# Epson stylus photo rx420



## Swetz (Oct 27, 2007)

I recently replaced my black cart due to it showing as empty (even though it wasn't). the clour carts were still ok, so didn't need to replace them. Now though, the colour carts need replacing (again a couple of them still have ink in them). having replaced the 3 colour carts, the black cart now shows as empty (even though it is vertually brand new).

Is it possible to reset the cart to think it is full, therefore making use of the ink still in the cart?

Thanks, Swetz.


----------



## twajetmech (Jul 1, 2004)

Hello and welcome to the TSF. You can try the Epson SCC utility and see if you can reset the fill. Do not remove any suspected good cart unless you are going to replace them, the print heads will dry out and clog or the cart will not be able to take a charge and you'll waste it.


----------



## Swetz (Oct 27, 2007)

Tried this but everything i try comes back with a message "Privileged Instruction" "Please wait..." then seems to crash. Possibly a Vista compatability issue??


----------



## twajetmech (Jul 1, 2004)

Did you check Epson's site for new drivers and such for Vista


----------



## Swetz (Oct 27, 2007)

Yeah,

Had loads of problems installing the printer when i first got the machine with vista pre-installed (no surprises there!) Ended up having to delete the infcache file to get the thing to install. They offer no new printer drivers (they do Epson scan - as it is a multifunction device) but no additional printer driver. Vista is supposed to see it as plug-and-play!

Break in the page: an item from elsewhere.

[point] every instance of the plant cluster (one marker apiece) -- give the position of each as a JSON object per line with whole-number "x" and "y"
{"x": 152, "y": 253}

I have seen dummy carts available for less than £10, do you know if these are reliable? I don't want to start throwing good money after bad - if you see what i mean!

thanks for the reply btw.


----------



## twajetmech (Jul 1, 2004)

On the UK Epson site, the last revision for your printer was in 2004, I don't think there is any Vista support for your printer, you can try the compatability wizard and run it as a XP device or try a generic driver, as for dummy carts, I've never tried them so I don't know about them, but I can say is Epson printers do require high quality ink to prevent clogging of the integral print heads, personally I wouldn't risk it


----------